Foam cells formation as a result of the uncontrolled cytophagy of modified cholesterol by macrophages plays a key role in the occurrence and development of atherosclerosis. Sesamin is an active constituent of Sesamum indicum which has been shown to possess multiple pharmacological activities. In this work, we investigated the effects of sesamin on foam cell formation and cholesterol efflux in RAW264.7 macrophages. Sesamin dose-dependently inhibited the enhanced cholesterol accumulation elicited by oxidized low-density lipoprotein cholesterol (oxLDL) in RAW264.7 cells.

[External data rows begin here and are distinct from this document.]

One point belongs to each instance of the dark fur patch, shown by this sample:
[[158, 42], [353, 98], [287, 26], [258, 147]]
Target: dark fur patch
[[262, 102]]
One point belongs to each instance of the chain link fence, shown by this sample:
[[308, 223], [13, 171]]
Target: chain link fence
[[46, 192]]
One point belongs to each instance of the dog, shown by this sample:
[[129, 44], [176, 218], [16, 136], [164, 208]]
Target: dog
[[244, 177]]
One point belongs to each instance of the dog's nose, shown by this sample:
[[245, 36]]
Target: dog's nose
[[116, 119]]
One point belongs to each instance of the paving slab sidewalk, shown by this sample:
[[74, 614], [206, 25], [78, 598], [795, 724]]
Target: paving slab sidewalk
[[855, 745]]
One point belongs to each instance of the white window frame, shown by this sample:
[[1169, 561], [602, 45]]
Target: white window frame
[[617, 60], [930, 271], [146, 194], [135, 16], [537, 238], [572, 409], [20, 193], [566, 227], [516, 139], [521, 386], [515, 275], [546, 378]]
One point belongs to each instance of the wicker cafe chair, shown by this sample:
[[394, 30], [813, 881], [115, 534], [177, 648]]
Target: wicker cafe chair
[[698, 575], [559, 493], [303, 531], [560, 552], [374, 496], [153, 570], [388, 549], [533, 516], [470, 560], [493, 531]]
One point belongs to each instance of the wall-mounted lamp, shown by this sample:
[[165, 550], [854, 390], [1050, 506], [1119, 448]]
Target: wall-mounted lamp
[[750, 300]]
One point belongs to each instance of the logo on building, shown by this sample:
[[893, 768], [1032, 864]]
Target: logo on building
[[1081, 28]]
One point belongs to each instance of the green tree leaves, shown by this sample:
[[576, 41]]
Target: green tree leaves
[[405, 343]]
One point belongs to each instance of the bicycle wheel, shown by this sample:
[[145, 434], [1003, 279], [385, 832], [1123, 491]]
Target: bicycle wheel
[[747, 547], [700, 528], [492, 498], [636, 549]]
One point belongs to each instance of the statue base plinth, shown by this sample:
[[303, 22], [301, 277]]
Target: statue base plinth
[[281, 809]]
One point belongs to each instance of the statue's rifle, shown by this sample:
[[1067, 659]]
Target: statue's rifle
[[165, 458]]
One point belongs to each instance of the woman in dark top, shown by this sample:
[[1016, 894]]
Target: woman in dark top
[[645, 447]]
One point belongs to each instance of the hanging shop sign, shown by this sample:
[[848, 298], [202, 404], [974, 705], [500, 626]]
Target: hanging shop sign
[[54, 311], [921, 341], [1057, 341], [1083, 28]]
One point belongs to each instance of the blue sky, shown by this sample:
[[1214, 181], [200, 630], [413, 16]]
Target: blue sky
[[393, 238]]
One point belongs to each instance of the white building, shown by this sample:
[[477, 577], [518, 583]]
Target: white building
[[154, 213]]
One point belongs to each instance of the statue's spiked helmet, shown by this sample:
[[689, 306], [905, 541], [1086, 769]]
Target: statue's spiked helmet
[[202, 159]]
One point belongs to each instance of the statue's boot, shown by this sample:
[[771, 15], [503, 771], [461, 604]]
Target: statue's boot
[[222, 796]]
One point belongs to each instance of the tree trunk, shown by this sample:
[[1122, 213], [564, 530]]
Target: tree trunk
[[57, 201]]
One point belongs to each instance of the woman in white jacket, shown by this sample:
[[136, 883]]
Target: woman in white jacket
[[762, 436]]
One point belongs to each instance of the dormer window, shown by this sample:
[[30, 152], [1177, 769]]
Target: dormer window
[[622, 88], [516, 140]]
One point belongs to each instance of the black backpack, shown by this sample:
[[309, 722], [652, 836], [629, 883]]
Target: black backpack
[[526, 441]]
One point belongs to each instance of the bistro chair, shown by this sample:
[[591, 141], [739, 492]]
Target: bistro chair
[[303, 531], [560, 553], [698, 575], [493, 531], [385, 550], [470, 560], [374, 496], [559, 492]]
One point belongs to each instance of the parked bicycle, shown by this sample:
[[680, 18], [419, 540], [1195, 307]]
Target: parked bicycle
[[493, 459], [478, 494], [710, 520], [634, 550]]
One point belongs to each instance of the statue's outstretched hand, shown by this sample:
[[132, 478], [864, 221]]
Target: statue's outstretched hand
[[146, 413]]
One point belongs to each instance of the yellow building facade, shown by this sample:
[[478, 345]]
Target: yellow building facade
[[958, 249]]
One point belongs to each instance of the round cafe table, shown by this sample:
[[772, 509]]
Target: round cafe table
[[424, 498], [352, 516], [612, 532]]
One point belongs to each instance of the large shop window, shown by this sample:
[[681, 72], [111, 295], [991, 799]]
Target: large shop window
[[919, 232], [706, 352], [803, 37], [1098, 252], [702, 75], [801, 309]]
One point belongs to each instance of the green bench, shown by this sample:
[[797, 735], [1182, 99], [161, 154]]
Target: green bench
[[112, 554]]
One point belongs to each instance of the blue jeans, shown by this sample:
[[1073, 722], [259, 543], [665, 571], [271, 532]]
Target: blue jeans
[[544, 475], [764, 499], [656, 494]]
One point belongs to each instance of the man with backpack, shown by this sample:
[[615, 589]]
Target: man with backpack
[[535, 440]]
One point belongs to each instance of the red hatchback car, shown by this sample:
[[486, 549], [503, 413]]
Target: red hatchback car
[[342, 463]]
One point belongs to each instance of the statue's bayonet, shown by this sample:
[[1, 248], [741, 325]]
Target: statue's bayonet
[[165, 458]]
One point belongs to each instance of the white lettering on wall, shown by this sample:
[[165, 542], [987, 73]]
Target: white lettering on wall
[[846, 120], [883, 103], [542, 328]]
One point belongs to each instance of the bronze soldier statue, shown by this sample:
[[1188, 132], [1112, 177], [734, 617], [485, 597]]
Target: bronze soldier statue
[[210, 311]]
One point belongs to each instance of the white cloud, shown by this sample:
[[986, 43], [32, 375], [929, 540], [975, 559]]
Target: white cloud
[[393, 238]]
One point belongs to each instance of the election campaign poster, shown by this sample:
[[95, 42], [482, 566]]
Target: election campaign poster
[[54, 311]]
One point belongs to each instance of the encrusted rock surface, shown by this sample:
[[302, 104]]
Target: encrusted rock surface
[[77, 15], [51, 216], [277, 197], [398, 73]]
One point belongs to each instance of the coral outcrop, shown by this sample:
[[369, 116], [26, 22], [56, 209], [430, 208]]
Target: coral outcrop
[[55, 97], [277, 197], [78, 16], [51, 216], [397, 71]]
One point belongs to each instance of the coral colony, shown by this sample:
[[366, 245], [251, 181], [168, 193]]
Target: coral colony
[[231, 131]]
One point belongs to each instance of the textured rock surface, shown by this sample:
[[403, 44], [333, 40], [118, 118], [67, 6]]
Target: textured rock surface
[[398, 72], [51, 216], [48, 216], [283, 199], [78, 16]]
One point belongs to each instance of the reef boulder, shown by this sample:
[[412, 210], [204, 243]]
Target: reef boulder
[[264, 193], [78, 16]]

Treatment with sesamin (10 μM) significantly enhanced cholesterol efflux mediated by high-density lipoprotein (HDL). Realtime quantitative PCR and luciferase assays showed that sesamin significantly increased the mRNA levels of PPARγ, LXRα, and ABCG1, and increased the transcriptional activity of PPARγ. The stimulating effect of sesamin on cholesterol efflux was substantially inhibited by the co-treatment with GW9662, a potent inhibitor of PPARγ. These results suggest that sesamin is a new inhibitor of foam cell formation that may stimulate cholesterol efflux through upregulation of the PPARγ-LXRα-ABCG1 pathway.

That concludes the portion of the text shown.